From 66b24f9e8a68a89152dd572ebd4866bb0ac324e8 Mon Sep 17 00:00:00 2001
From: "P. Sai Vinay" <33659563+V1NAY8@users.noreply.github.com>
Date: Mon, 17 Aug 2020 22:40:27 +0530
Subject: [PATCH] Replace MLModel(overwrite) with es_if_exists

---
 CONTRIBUTING.md                               |   3 +-
 README.md                                     |   2 +-
 eland/ml/imported_ml_model.py                 |  41 +++++-
 eland/ml/ml_model.py                          |  12 ++
 .../tests/ml/test_imported_ml_model_pytest.py | 129 ++++++++++++++++--
 eland/utils.py                                |   1 +
 6 files changed, 170 insertions(+), 18 deletions(-)

diff --git a/CONTRIBUTING.md b/CONTRIBUTING.md
index 3962c07..7d85db3 100644
--- a/CONTRIBUTING.md
+++ b/CONTRIBUTING.md
@@ -151,7 +151,8 @@ currently using a minimum version of PyCharm 2019.2.4.

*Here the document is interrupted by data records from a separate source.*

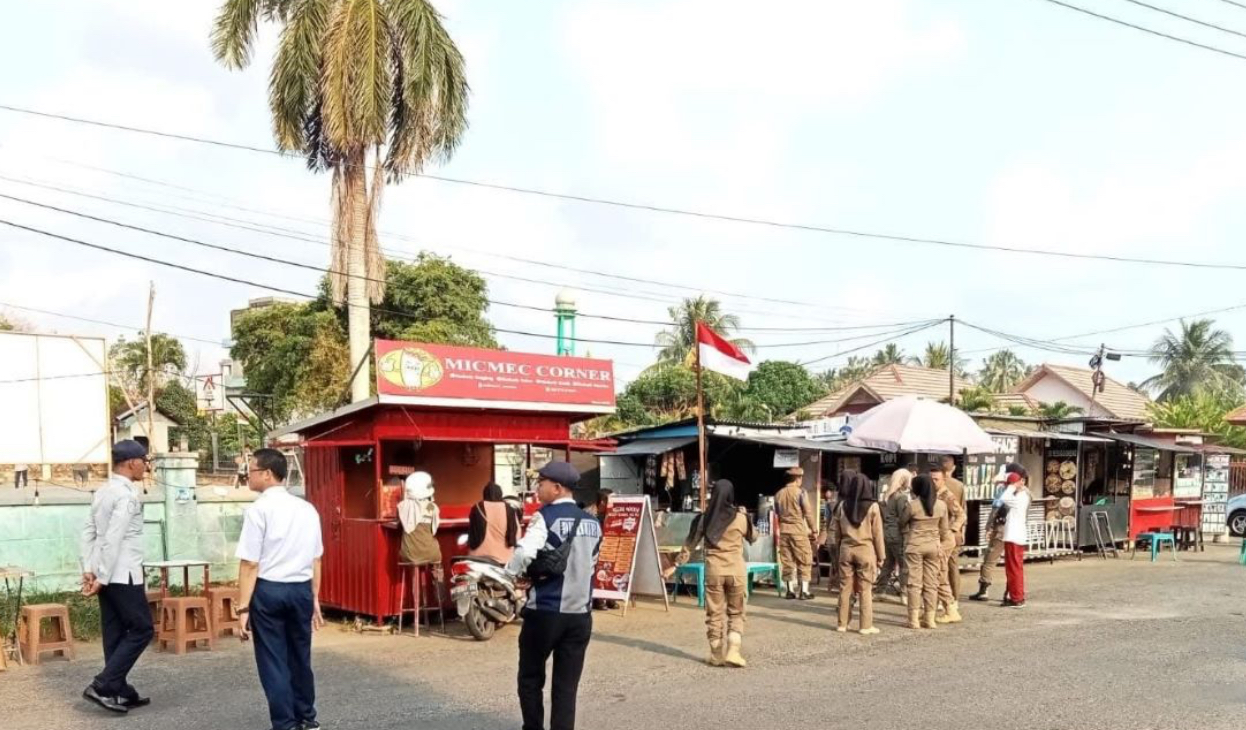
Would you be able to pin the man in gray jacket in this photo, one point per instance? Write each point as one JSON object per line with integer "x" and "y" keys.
{"x": 112, "y": 568}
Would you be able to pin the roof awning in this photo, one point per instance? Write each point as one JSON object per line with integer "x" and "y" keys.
{"x": 794, "y": 442}
{"x": 648, "y": 446}
{"x": 1150, "y": 442}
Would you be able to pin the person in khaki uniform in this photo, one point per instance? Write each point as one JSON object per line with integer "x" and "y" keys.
{"x": 723, "y": 528}
{"x": 926, "y": 530}
{"x": 957, "y": 488}
{"x": 856, "y": 540}
{"x": 798, "y": 527}
{"x": 898, "y": 493}
{"x": 956, "y": 522}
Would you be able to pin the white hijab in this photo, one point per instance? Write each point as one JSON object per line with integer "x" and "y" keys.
{"x": 418, "y": 506}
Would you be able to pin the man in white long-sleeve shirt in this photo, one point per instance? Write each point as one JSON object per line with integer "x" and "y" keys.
{"x": 112, "y": 568}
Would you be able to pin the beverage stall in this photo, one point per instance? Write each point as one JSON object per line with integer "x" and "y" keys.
{"x": 442, "y": 410}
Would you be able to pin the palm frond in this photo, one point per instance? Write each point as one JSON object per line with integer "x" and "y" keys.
{"x": 295, "y": 76}
{"x": 233, "y": 34}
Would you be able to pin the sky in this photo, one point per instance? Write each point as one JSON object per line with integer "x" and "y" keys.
{"x": 1003, "y": 122}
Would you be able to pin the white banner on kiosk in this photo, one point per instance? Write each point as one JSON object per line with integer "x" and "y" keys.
{"x": 629, "y": 564}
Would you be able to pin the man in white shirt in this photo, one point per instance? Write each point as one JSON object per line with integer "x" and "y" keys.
{"x": 279, "y": 576}
{"x": 112, "y": 568}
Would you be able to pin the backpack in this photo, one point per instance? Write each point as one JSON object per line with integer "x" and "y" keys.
{"x": 551, "y": 563}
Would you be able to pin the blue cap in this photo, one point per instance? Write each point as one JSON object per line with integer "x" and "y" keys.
{"x": 127, "y": 450}
{"x": 561, "y": 472}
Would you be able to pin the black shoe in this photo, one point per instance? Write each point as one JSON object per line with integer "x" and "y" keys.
{"x": 111, "y": 704}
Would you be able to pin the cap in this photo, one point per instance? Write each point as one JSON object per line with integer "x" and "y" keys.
{"x": 560, "y": 472}
{"x": 127, "y": 450}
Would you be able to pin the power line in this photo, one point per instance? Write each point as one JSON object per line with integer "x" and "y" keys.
{"x": 1155, "y": 33}
{"x": 702, "y": 214}
{"x": 1186, "y": 18}
{"x": 294, "y": 234}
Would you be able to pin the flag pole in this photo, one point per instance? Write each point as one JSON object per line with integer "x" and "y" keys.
{"x": 700, "y": 420}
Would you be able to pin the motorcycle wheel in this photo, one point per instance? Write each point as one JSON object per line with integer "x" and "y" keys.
{"x": 479, "y": 625}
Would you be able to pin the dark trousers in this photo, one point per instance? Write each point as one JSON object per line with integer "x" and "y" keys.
{"x": 280, "y": 627}
{"x": 566, "y": 637}
{"x": 127, "y": 630}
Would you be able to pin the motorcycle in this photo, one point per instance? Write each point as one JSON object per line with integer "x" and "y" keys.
{"x": 486, "y": 596}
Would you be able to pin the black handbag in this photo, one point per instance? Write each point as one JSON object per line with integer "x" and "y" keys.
{"x": 551, "y": 563}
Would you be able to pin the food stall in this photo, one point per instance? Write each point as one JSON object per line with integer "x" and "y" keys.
{"x": 442, "y": 410}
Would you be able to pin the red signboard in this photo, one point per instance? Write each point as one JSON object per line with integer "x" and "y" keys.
{"x": 440, "y": 371}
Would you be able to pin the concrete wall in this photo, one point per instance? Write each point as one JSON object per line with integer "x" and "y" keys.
{"x": 183, "y": 521}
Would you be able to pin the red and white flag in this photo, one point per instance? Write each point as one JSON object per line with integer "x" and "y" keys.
{"x": 719, "y": 355}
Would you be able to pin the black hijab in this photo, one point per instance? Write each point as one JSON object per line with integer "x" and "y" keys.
{"x": 923, "y": 490}
{"x": 860, "y": 493}
{"x": 719, "y": 512}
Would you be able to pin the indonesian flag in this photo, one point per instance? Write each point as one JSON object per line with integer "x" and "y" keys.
{"x": 719, "y": 355}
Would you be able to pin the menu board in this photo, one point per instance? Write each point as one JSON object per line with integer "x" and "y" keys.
{"x": 628, "y": 563}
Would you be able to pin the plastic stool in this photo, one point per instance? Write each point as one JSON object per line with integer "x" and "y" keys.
{"x": 185, "y": 622}
{"x": 223, "y": 614}
{"x": 697, "y": 571}
{"x": 34, "y": 640}
{"x": 420, "y": 607}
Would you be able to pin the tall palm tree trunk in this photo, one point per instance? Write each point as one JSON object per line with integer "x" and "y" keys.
{"x": 359, "y": 313}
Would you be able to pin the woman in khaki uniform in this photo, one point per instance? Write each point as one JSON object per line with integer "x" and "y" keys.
{"x": 723, "y": 528}
{"x": 857, "y": 542}
{"x": 926, "y": 528}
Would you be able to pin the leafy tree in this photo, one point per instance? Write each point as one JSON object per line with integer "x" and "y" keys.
{"x": 370, "y": 90}
{"x": 130, "y": 359}
{"x": 679, "y": 340}
{"x": 447, "y": 303}
{"x": 1058, "y": 410}
{"x": 1002, "y": 371}
{"x": 1204, "y": 410}
{"x": 889, "y": 355}
{"x": 1198, "y": 356}
{"x": 781, "y": 388}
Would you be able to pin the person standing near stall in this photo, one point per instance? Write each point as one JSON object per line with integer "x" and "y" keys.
{"x": 856, "y": 542}
{"x": 926, "y": 530}
{"x": 723, "y": 528}
{"x": 898, "y": 492}
{"x": 956, "y": 523}
{"x": 798, "y": 528}
{"x": 1016, "y": 498}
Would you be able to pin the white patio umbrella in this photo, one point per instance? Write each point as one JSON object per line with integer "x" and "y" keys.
{"x": 916, "y": 425}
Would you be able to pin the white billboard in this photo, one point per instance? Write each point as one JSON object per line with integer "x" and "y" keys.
{"x": 54, "y": 400}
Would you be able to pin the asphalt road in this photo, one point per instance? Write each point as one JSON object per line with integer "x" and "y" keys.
{"x": 1113, "y": 644}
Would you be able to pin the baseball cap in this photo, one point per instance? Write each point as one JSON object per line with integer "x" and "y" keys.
{"x": 560, "y": 472}
{"x": 127, "y": 450}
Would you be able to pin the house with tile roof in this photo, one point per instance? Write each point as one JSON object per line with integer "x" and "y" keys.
{"x": 1049, "y": 384}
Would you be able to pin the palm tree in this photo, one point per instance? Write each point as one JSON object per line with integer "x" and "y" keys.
{"x": 1198, "y": 358}
{"x": 889, "y": 355}
{"x": 679, "y": 340}
{"x": 369, "y": 90}
{"x": 1058, "y": 410}
{"x": 1002, "y": 371}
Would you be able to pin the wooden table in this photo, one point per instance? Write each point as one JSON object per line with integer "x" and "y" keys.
{"x": 9, "y": 642}
{"x": 166, "y": 566}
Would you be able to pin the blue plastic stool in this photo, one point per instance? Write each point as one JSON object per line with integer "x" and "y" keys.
{"x": 698, "y": 571}
{"x": 1156, "y": 540}
{"x": 765, "y": 569}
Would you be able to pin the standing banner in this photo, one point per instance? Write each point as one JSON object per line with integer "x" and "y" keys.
{"x": 629, "y": 564}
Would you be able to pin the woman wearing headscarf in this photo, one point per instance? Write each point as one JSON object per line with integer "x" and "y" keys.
{"x": 492, "y": 526}
{"x": 898, "y": 492}
{"x": 723, "y": 528}
{"x": 419, "y": 516}
{"x": 926, "y": 528}
{"x": 856, "y": 542}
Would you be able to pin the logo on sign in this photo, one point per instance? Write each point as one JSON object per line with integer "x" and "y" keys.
{"x": 411, "y": 369}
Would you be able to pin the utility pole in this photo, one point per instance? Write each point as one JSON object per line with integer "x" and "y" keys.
{"x": 951, "y": 360}
{"x": 151, "y": 374}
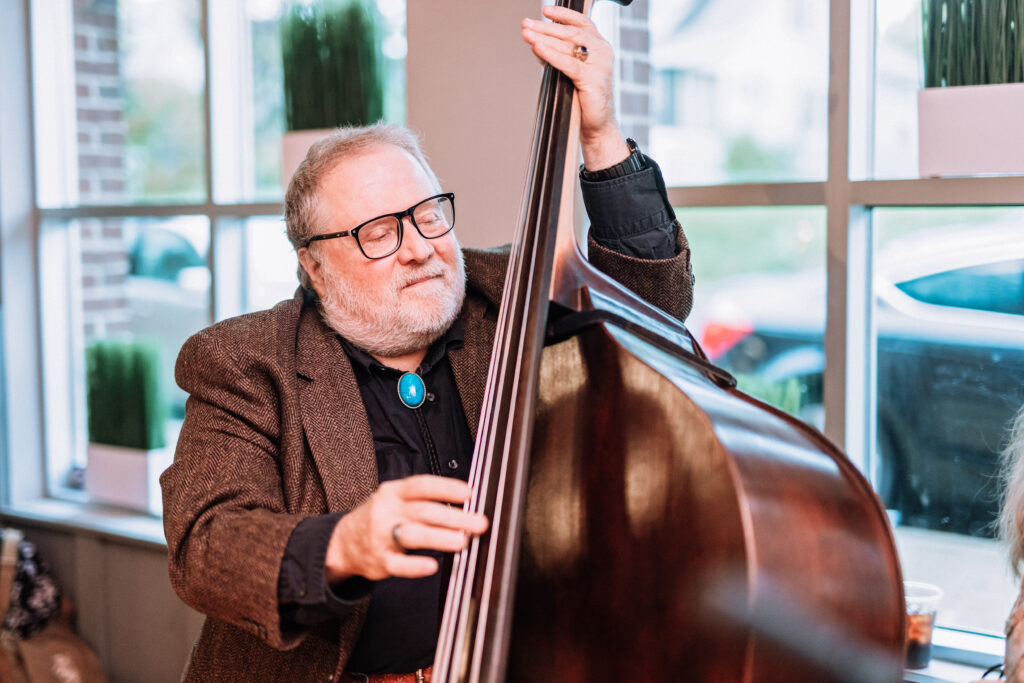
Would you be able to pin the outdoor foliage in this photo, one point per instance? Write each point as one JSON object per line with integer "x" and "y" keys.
{"x": 332, "y": 66}
{"x": 125, "y": 402}
{"x": 786, "y": 395}
{"x": 973, "y": 42}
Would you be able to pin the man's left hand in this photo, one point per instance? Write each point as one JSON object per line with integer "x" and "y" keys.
{"x": 554, "y": 42}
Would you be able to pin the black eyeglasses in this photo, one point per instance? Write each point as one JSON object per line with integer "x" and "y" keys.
{"x": 380, "y": 237}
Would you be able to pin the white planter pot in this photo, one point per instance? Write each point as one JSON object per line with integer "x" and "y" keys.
{"x": 971, "y": 130}
{"x": 294, "y": 145}
{"x": 127, "y": 477}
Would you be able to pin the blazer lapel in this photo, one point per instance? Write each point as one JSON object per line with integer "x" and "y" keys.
{"x": 469, "y": 364}
{"x": 333, "y": 416}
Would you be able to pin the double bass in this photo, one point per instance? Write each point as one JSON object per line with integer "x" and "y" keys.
{"x": 648, "y": 521}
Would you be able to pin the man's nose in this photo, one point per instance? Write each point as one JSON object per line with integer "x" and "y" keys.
{"x": 414, "y": 246}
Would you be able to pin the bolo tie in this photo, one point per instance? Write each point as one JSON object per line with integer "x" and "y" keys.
{"x": 412, "y": 392}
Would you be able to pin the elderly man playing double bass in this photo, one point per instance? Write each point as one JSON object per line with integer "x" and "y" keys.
{"x": 315, "y": 496}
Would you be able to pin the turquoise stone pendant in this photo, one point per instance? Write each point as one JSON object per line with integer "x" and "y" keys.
{"x": 411, "y": 390}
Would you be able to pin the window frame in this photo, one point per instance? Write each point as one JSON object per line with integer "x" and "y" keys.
{"x": 850, "y": 338}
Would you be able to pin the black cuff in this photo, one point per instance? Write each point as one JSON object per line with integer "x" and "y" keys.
{"x": 632, "y": 215}
{"x": 632, "y": 164}
{"x": 304, "y": 596}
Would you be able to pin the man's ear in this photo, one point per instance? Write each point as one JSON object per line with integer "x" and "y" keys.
{"x": 312, "y": 268}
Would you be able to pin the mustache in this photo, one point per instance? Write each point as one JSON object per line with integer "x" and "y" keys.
{"x": 435, "y": 269}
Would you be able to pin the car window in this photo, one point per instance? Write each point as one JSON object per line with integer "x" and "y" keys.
{"x": 993, "y": 287}
{"x": 162, "y": 254}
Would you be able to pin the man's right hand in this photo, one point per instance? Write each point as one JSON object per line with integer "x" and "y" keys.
{"x": 363, "y": 543}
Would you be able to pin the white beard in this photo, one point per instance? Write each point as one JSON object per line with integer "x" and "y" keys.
{"x": 389, "y": 322}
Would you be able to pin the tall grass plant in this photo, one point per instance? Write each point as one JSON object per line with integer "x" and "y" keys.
{"x": 973, "y": 42}
{"x": 124, "y": 395}
{"x": 332, "y": 65}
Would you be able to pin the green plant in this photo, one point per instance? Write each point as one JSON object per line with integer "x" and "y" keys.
{"x": 973, "y": 42}
{"x": 332, "y": 68}
{"x": 124, "y": 395}
{"x": 786, "y": 394}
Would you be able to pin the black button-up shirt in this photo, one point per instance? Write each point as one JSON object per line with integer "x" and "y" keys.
{"x": 630, "y": 214}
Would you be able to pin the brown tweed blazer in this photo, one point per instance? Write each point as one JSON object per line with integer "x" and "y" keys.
{"x": 275, "y": 432}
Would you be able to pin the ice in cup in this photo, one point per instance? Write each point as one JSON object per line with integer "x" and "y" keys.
{"x": 922, "y": 603}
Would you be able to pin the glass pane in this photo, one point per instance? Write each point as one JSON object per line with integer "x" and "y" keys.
{"x": 897, "y": 79}
{"x": 760, "y": 300}
{"x": 948, "y": 289}
{"x": 270, "y": 263}
{"x": 138, "y": 89}
{"x": 733, "y": 101}
{"x": 126, "y": 293}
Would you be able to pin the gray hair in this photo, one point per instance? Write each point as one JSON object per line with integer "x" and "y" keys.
{"x": 1012, "y": 515}
{"x": 301, "y": 201}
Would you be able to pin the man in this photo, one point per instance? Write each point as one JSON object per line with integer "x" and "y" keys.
{"x": 318, "y": 477}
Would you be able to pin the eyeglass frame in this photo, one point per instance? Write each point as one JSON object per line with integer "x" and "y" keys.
{"x": 400, "y": 215}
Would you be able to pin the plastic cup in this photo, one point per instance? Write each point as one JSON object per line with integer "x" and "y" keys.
{"x": 922, "y": 604}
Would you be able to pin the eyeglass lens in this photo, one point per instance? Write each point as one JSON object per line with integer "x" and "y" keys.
{"x": 381, "y": 238}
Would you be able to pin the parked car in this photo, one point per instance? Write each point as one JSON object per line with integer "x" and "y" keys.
{"x": 949, "y": 316}
{"x": 168, "y": 295}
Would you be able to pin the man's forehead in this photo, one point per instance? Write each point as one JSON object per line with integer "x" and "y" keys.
{"x": 382, "y": 178}
{"x": 379, "y": 155}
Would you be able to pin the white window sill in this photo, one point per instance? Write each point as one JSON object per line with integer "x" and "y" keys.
{"x": 956, "y": 655}
{"x": 96, "y": 519}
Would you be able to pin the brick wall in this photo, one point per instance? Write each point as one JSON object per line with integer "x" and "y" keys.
{"x": 101, "y": 169}
{"x": 634, "y": 73}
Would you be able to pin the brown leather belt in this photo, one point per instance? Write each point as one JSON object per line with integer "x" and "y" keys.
{"x": 418, "y": 676}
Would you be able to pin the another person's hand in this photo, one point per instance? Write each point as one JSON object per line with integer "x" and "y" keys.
{"x": 404, "y": 514}
{"x": 556, "y": 42}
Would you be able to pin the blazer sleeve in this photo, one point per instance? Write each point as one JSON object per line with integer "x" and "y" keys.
{"x": 667, "y": 284}
{"x": 224, "y": 512}
{"x": 631, "y": 220}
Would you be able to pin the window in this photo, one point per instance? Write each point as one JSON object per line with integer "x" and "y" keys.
{"x": 925, "y": 278}
{"x": 741, "y": 103}
{"x": 761, "y": 309}
{"x": 159, "y": 182}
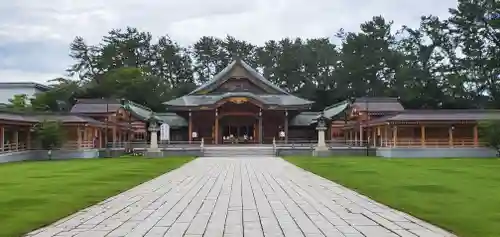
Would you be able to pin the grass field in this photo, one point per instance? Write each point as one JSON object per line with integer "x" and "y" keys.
{"x": 460, "y": 195}
{"x": 34, "y": 194}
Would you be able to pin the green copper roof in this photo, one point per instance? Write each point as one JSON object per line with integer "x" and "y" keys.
{"x": 309, "y": 118}
{"x": 172, "y": 119}
{"x": 333, "y": 110}
{"x": 197, "y": 100}
{"x": 144, "y": 113}
{"x": 223, "y": 73}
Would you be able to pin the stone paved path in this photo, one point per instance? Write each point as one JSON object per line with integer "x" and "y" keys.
{"x": 240, "y": 197}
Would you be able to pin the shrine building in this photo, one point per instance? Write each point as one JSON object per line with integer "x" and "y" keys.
{"x": 239, "y": 105}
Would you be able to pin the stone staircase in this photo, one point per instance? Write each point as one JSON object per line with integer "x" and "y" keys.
{"x": 239, "y": 151}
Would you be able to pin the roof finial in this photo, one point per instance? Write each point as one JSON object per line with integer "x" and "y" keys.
{"x": 237, "y": 58}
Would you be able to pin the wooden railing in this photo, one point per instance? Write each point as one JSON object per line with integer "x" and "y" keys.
{"x": 74, "y": 145}
{"x": 456, "y": 142}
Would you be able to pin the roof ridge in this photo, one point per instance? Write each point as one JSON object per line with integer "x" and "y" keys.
{"x": 336, "y": 104}
{"x": 139, "y": 105}
{"x": 245, "y": 66}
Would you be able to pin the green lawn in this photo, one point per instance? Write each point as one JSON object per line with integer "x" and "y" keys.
{"x": 34, "y": 194}
{"x": 460, "y": 195}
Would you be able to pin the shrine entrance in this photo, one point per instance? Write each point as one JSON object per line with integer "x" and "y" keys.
{"x": 237, "y": 121}
{"x": 236, "y": 129}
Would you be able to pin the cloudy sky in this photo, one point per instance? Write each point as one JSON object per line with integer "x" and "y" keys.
{"x": 35, "y": 35}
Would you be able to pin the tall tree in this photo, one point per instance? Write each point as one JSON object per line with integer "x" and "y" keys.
{"x": 478, "y": 38}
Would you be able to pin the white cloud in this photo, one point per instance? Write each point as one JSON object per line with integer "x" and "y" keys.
{"x": 59, "y": 21}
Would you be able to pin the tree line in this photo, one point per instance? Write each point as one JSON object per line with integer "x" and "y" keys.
{"x": 442, "y": 63}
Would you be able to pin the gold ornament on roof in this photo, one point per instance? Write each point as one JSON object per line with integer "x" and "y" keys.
{"x": 238, "y": 100}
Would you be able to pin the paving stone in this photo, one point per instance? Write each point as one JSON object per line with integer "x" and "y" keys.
{"x": 213, "y": 197}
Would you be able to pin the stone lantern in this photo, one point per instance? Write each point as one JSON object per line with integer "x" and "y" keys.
{"x": 321, "y": 128}
{"x": 153, "y": 131}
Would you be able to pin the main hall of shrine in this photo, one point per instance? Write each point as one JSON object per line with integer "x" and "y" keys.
{"x": 240, "y": 106}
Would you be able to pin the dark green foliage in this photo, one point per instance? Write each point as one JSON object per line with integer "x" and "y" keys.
{"x": 49, "y": 134}
{"x": 420, "y": 65}
{"x": 489, "y": 132}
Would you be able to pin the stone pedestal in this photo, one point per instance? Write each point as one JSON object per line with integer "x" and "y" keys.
{"x": 321, "y": 149}
{"x": 321, "y": 141}
{"x": 153, "y": 150}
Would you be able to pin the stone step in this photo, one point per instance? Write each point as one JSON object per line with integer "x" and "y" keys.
{"x": 213, "y": 152}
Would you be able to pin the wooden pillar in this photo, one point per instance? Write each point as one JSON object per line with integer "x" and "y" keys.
{"x": 2, "y": 138}
{"x": 379, "y": 135}
{"x": 216, "y": 132}
{"x": 190, "y": 128}
{"x": 375, "y": 129}
{"x": 16, "y": 138}
{"x": 422, "y": 135}
{"x": 79, "y": 137}
{"x": 395, "y": 136}
{"x": 99, "y": 136}
{"x": 114, "y": 136}
{"x": 450, "y": 135}
{"x": 286, "y": 126}
{"x": 476, "y": 137}
{"x": 386, "y": 135}
{"x": 28, "y": 139}
{"x": 360, "y": 135}
{"x": 260, "y": 126}
{"x": 355, "y": 138}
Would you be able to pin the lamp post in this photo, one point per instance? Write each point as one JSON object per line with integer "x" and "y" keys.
{"x": 126, "y": 106}
{"x": 321, "y": 127}
{"x": 106, "y": 132}
{"x": 367, "y": 109}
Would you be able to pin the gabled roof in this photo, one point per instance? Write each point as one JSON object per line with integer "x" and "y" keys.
{"x": 335, "y": 109}
{"x": 24, "y": 84}
{"x": 172, "y": 119}
{"x": 36, "y": 117}
{"x": 96, "y": 106}
{"x": 309, "y": 118}
{"x": 198, "y": 100}
{"x": 378, "y": 104}
{"x": 222, "y": 76}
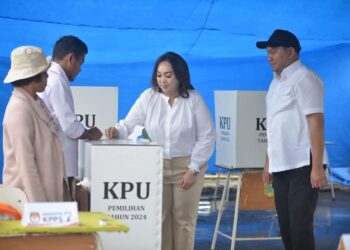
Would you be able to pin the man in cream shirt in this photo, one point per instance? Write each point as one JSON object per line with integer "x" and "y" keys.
{"x": 68, "y": 56}
{"x": 295, "y": 134}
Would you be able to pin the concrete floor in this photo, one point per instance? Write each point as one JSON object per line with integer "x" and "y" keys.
{"x": 332, "y": 219}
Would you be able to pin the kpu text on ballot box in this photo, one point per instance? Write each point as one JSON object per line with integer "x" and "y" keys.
{"x": 240, "y": 118}
{"x": 126, "y": 182}
{"x": 241, "y": 142}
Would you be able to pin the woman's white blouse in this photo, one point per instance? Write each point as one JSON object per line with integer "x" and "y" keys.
{"x": 183, "y": 129}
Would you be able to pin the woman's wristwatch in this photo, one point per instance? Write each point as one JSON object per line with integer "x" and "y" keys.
{"x": 194, "y": 172}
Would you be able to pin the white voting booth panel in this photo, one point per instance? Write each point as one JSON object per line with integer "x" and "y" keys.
{"x": 126, "y": 182}
{"x": 240, "y": 118}
{"x": 94, "y": 107}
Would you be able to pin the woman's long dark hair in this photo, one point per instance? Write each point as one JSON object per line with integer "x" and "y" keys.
{"x": 181, "y": 72}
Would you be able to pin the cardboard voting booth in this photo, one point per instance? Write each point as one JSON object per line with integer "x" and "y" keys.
{"x": 126, "y": 182}
{"x": 240, "y": 118}
{"x": 94, "y": 107}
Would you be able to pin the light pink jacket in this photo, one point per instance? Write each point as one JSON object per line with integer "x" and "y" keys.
{"x": 33, "y": 159}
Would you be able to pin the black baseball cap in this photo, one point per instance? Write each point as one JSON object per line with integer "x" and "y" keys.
{"x": 282, "y": 38}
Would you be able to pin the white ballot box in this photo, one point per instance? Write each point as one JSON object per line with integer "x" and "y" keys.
{"x": 126, "y": 182}
{"x": 240, "y": 118}
{"x": 94, "y": 107}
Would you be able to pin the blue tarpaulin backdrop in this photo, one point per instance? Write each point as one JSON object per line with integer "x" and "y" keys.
{"x": 216, "y": 37}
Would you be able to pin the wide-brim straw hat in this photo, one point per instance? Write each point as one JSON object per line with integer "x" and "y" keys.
{"x": 26, "y": 61}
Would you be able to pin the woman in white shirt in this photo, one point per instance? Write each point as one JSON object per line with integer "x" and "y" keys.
{"x": 175, "y": 116}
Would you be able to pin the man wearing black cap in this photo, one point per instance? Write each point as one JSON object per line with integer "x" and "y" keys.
{"x": 295, "y": 133}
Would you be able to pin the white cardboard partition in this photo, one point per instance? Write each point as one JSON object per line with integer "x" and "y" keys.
{"x": 240, "y": 118}
{"x": 126, "y": 182}
{"x": 94, "y": 107}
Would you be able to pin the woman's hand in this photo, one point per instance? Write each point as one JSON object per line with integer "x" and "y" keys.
{"x": 111, "y": 132}
{"x": 187, "y": 180}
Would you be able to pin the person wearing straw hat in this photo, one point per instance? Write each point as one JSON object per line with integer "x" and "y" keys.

     Tools\'-\>\'Docstring format\' to `numpy`
 -   Install development requirements. Open terminal in virtual
     environment and run `pip install -r requirements-dev.txt`
--   Setup Elasticsearch instance (assumes `localhost:9200`), and run
+-   Setup Elasticsearch instance with docker `ELASTICSEARCH_VERSION=elasticsearch:7.x-SNAPSHOT .ci/run-elasticsearch.sh` and check `http://localhost:9200`
+- Run
     `python -m eland.tests.setup_tests` to setup test environment -*note
     this modifies Elasticsearch indices*
 -   Install local `eland` module (required to execute notebook tests)
diff --git a/README.md b/README.md
index 46c724f..48edff9 100644
--- a/README.md
+++ b/README.md
@@ -140,7 +140,7 @@ dtype: int64
 13057    20819.488281
 13058    18315.431274
 Length: 13059, dtype: float64
->>> print(s.info_es())
+>>> print(s.es_info())
 index_pattern: flights
 Index:
  index_field: _id
diff --git a/eland/ml/imported_ml_model.py b/eland/ml/imported_ml_model.py
index 23418fe..9129b81 100644
--- a/eland/ml/imported_ml_model.py
+++ b/eland/ml/imported_ml_model.py
@@ -22,6 +22,7 @@ import numpy as np  # type: ignore
 from .ml_model import MLModel
 from .transformers import get_model_transformer
 from ..common import es_version
+import warnings
 
 
 if TYPE_CHECKING:
@@ -100,7 +101,13 @@ class ImportedMLModel(MLModel):
     classification_weights: List[str]
         Weights of the classification targets
 
-    overwrite: bool
+    es_if_exists: {'fail', 'replace'} default 'fail'
+        How to behave if model already exists
+
+        - fail: Raise a Value Error
+        - replace: Overwrite existing model
+
+    overwrite: **DEPRECATED** - bool
         Delete and overwrite existing model (if exists)
 
     es_compress_model_definition: bool
@@ -127,7 +134,7 @@ class ImportedMLModel(MLModel):
     >>> # Serialise the model to Elasticsearch
     >>> feature_names = ["f0", "f1", "f2", "f3", "f4"]
     >>> model_id = "test_decision_tree_classifier"
-    >>> es_model = ImportedMLModel('localhost', model_id, classifier, feature_names, overwrite=True)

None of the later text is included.